Rhapsody in Blue
by Elsewhere-in-Mind
Summary: Now, as you watch, you idly entertain the thought that Jirou's not dancing at all, but waving goodbye.   an introspective on Akutagawa Jirou through the perspective of his father


**Title: Rhapsody in Blue**

**Rating: K+**

**Genre: Family/Hurt/Comfort**

**Pairing: Jirou/?**

Jirou is dancing again.

In the backyard, arms outstretched, reaching towards the sky as if trying to coax it down and play. He spins around once and then again, curls shaking happily in the breeze, that eternal look of rapture spread across his face like sun across silk. For all the world, he looks like a child who's caught spring fever – never mind the fact that Jirou is almost twelve and it's the frigid month of January. You watch through the kitchen window as his lips move to hum some tune that's surely as whimsical as the singer himself.

Jirou, your strange, sweet son.

You've never been able to grasp him in any sense of the word. As a child he never cried – never could, seeing how he spent most of the day dozing around the odd corners of the house, blanket in tow and a mischievous, kitten-like smile across his face. Jirou is one of those children who learn to run before they can walk – and decide that running is _infinitely more fun_. Remember how he used to trip around the neighborhood tennis courts with a baseball cap on backwards? – completely _riveted _on the chase to that fuzzy green ball like you've never seen towards anything else.

He should be inside_, _you think, it's too cold out, exams are coming up, he's got a B- average_…_ and yet you don't move. Just a little bit longer, you think, just a little bit more. It can't hurt to give him some freedom – it's scarce enough in today's world as is – doubly so for Jirou, who's never been completely _there _in the first place.

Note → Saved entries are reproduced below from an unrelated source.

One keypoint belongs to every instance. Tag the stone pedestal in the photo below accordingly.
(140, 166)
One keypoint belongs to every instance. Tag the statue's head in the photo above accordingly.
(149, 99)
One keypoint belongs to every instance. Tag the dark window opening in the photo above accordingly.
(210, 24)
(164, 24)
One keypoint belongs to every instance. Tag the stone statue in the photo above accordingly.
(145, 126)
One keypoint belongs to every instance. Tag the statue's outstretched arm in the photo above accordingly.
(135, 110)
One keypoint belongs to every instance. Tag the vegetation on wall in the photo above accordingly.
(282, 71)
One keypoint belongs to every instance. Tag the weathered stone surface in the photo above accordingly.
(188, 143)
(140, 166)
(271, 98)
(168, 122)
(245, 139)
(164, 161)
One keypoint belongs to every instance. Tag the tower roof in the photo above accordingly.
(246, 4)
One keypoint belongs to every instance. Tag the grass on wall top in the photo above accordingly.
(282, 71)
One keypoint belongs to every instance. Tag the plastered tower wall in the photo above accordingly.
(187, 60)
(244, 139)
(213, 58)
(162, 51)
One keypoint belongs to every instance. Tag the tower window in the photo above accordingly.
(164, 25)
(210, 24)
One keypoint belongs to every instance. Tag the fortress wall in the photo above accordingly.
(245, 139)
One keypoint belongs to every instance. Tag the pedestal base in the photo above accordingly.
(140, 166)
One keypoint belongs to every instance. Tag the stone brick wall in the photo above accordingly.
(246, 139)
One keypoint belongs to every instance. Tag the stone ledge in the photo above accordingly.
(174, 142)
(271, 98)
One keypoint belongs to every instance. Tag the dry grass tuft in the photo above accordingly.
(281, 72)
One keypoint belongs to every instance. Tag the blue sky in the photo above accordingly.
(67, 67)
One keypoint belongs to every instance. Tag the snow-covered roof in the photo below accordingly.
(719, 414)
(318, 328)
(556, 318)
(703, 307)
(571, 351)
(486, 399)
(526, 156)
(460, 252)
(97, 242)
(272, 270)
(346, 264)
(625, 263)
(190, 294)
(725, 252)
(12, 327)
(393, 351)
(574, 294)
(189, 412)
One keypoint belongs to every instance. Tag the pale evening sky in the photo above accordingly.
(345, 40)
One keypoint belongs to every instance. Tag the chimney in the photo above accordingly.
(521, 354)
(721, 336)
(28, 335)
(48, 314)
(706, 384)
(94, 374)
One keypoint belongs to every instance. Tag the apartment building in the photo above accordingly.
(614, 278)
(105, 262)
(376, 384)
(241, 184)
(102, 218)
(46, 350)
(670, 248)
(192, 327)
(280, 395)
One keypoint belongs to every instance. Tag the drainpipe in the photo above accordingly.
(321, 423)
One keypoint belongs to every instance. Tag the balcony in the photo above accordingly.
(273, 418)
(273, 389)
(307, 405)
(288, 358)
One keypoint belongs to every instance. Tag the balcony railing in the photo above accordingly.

You will use this rationalization many times in the future, in justifying your laissez-faire attitude towards him. Even when Jirou turns eighteen and gets his first tattoo, causing your spouse to throw a fit, you will just shake your head. Of course you'll wonder: Why? Who _is_ this person, important enough to have their name engraved across Jirou's smooth skin in swirling, dark blue letters? But beneath all those very responsible, rational thoughts, you'll tell yourself: boys will be boys. Because Jirou is like air, like sunlight, like a let-go balloon string, you reach out knowing full well that nothing can ever make him stay.

The phone call nine years from now, in the early hours of morn, will surprise and terrify you to equal degrees.

"Oh my god, Gakuto, I-I've done something _terrible. _Oh sh*t, I've ruined everything, what am I going to _do, _I can't believe-"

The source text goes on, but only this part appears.